# eesy peesy!



## drnh (Jun 2, 2006)

Heres a quicky!

Autosmart G101 to clean and degrease

Autosmart Finish to dress!

*Before*


















*After*


















Have fun in the sun guys!!

Daz


----------



## Fursecul (Sep 12, 2006)

Looks really good,did you cover up any electrics?:thumb:


----------



## drnh (Jun 2, 2006)

Fursecul said:


> Looks really good,did you cover up any electrics?:thumb:


No the Golf engine bay is pretty waterproof anyway but you should never jetwash any engine bay.

Its the product that does the job so theres no need for high pressure in fact theres not any need for any water to be used.

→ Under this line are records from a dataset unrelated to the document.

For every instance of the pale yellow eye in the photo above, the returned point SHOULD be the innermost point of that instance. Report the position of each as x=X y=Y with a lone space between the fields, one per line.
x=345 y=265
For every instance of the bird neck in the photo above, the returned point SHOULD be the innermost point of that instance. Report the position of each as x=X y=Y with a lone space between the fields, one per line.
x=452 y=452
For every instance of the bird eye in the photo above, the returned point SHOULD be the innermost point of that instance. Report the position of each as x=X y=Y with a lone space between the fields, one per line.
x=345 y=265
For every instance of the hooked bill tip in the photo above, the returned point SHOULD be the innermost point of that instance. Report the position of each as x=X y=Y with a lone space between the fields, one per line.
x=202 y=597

Simply rub the G101 around dirty parts, ;leave it a minute the wipe clean. Finish is water based so that`ll dry out completely anyway - besides you dont need much...too much an it will go a bit streaky.

Daz


----------



## Fursecul (Sep 12, 2006)

Ok Daz thanx for the advice:thumb:


----------



## s70rjw (Apr 18, 2006)

Looks good. Where did you get the products from?


----------



## CK888 (Apr 23, 2006)

Impressive quickie:thumb:


----------



## ncd (Dec 12, 2005)

Very nice. Is this the stuff here... http://www.smartvaleting.co.uk/index.php?cmd=cat&catid=28 (4th from bottom, on the left side)


----------



## Clark @ PB (Mar 1, 2006)

thats the one, i used to use G101 all the time :thumb:


----------



## Dave KG (Feb 23, 2006)

Looking good, impressive turnaround on the bay espeically for a "quickie". :thumb:


----------



## drnh (Jun 2, 2006)

s70rjw said:


> Looks good. Where did you get the products from?

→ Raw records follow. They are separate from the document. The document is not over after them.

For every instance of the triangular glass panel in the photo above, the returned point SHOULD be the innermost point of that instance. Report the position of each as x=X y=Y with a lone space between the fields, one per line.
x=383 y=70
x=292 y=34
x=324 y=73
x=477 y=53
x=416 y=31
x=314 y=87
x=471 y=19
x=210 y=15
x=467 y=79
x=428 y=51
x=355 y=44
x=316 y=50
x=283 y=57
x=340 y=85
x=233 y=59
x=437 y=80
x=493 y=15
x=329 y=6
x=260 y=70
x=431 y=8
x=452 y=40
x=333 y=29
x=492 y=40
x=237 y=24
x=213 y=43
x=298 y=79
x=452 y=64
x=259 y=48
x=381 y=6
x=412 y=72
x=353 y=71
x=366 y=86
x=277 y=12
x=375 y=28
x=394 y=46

http://www.autosmart.co.uk just give em a shout and ask for the number of your local franchisee!

Daz


----------



## drnh (Jun 2, 2006)

Clark said:


> thats the one, i used to use G101 all the time :thumb:


Me`n`you Clarke!!

G101 brothers - seperated at birth!:lol:

Oh while i`m thinking about it - am looking at getting a new Seat Leon FR Tdi 170 have you any experience of trying one out - driving etc etc??

Daz


----------



## Detail My Ride (Apr 19, 2006)

Very Nice! :thumb:


----------



## andycap (Feb 28, 2006)

Great combo for quick effective results! I use it often! Nice work.


----------



## darms (Mar 8, 2006)

Nice work :thumb:


----------



## 182_Blue (Oct 25, 2005)

nice job mate, looks loads better


----------



## streaky (Dec 2, 2006)

looks good


----------



## drnh (Jun 2, 2006)

ncd said:


> Very nice. Is this the stuff here... http://www.smartvaleting.co.uk/index.php?cmd=cat&catid=28 (4th from bottom, on the left side)


Yup!

G101

and Finish

You can dilute them both too so they`ll last you ages

Daz


----------



## SURFERROSA (Feb 7, 2007)

What a finish. A true selling point when the time comes.
Makes all the difference.

Well done:thumb:


----------



## nicholassheppard (Oct 27, 2005)

Excellent results


----------



## dirk (Jun 2, 2007)

looks real good ther mate ,regards dirk


----------